By Kelly Field, USARIEMJanuary 31, 2014
NATICK, Mass. (Jan. 31, 2014) -- Last summer, Ken Ballinger, a K-9 officer with the Plymouth County Sheriff's Department, was conducting a training session with working dogs on a hot and humid New England day.
For safety, Ballinger had arranged for two veterinarians and three paramedics to be on site. When the dogs were not working, they were resting in air-conditioned vehicles, and checked on every 15 minutes. On one of these routine checks, Ballinger's dog, Blitz, a 3-year-old Shepherd, did not respond.
The vehicle had failed, so that instead of blowing cool air, 200-degree engine air flowed into the cabin where Blitz was. Blitz was unconscious when he was pulled from the vehicle. Emergency treatment began immediately, including application of ice packs, administration of intravenous fluids and rapid transport to Angell Animal Medical Center, located only five minutes away.
An hour later, Blitz's core temperature was still 109 degrees, far above normal; yet within two weeks he was back to work. In the veterinary community, this was the highest temperature documented with survival.
"Heat stress is a significant concern for military working dogs, or MWDs, both during training and deployment," said Kate O'Brien, a research physiologist at the U.S. Army Research Institute of Environmental Medicine, or USARIEM, in Natick, Mass. "If heat illness occurs, even if it is not fatal, MWDs are often retired from service, resulting in loss of a valuable resource that is costly with respect to both time and money."
USARIEM's Biophysics and Biomedical Modeling Division is working with the Massachusetts Institute of Technology's Lincoln Laboratory to solve this problem through a program to examine thermal stress in military working dogs.
"Real-time physiological monitoring can be used in humans to identify individuals who are at risk of excessive heat strain," said O'Brien.
For example, O'Brien said, Weapons of Mass Destruction Civil Support Teams have used handheld "buddy" displays to see when an individual is becoming too hot and could use that information for better mission management.
"A similar approach could be used with MWDs to send information to the handler when the dog is overheating," O'Brien said. "The handler could then take action to both avoid performance degradation and reduce risk of heat illness."

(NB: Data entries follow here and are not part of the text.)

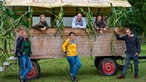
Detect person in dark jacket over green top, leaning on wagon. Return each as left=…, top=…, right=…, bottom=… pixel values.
left=15, top=32, right=32, bottom=82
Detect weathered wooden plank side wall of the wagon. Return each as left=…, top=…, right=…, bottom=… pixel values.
left=16, top=28, right=125, bottom=59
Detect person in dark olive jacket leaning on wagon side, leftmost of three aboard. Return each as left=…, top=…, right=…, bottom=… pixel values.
left=32, top=15, right=49, bottom=31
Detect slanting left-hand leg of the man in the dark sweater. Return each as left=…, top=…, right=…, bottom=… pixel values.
left=121, top=54, right=131, bottom=76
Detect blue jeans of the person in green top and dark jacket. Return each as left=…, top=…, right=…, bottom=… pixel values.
left=18, top=54, right=32, bottom=79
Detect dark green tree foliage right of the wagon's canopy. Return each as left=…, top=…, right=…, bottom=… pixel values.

O'Brien said that while heat illness occurs less often in civil working dog populations, sometimes things happen despite best efforts to prevent it.
A few months later, Blitz had an implanted temperature sensor in his chest. Data is transmitted so that handlers can monitor Blitz's temperature in real-time, as well as be alerted if he reaches a critical preset threshold temperature.

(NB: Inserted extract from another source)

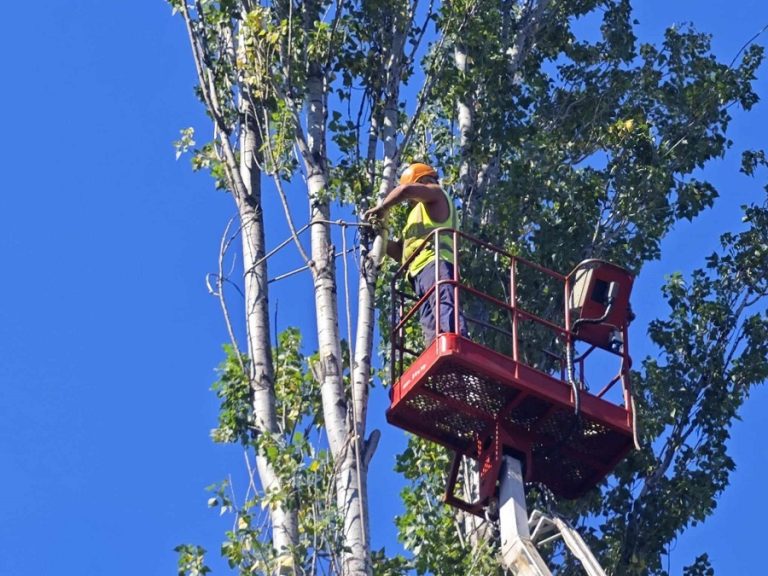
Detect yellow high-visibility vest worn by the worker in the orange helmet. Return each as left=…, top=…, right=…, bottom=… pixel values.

"It may not be feasible to surgically implant every MWD with a temperature sensor," O'Brien said. "However, USARIEM has demonstrated in humans that heat tolerance can be tracked in real-time using data obtained from non-invasive physiological measurements in combination with algorithms and models that predict core temperature."
This capability for monitoring humans was developed through USARIEM's expertise in thermal physiology, biophysics and mathematical modeling. Expertise from MIT Lincoln Laboratory in signal processing, data storage and microprocessing contributed to the methodology for transmitting this information to the individual. Together, USARIEM and MIT Lincoln Labs are currently working on a very low power, size and weight physiological status monitoring system for humans. This same approach is being applied to monitoring heat strain in MWDs.
"Through partnerships with the MWD community, local police K-9 units, and MIT Lincoln Labs, USARIEM will be developing products and strategies to reduce heat injuries and sustain performance in working dogs for military and law enforcement," O'Brien said.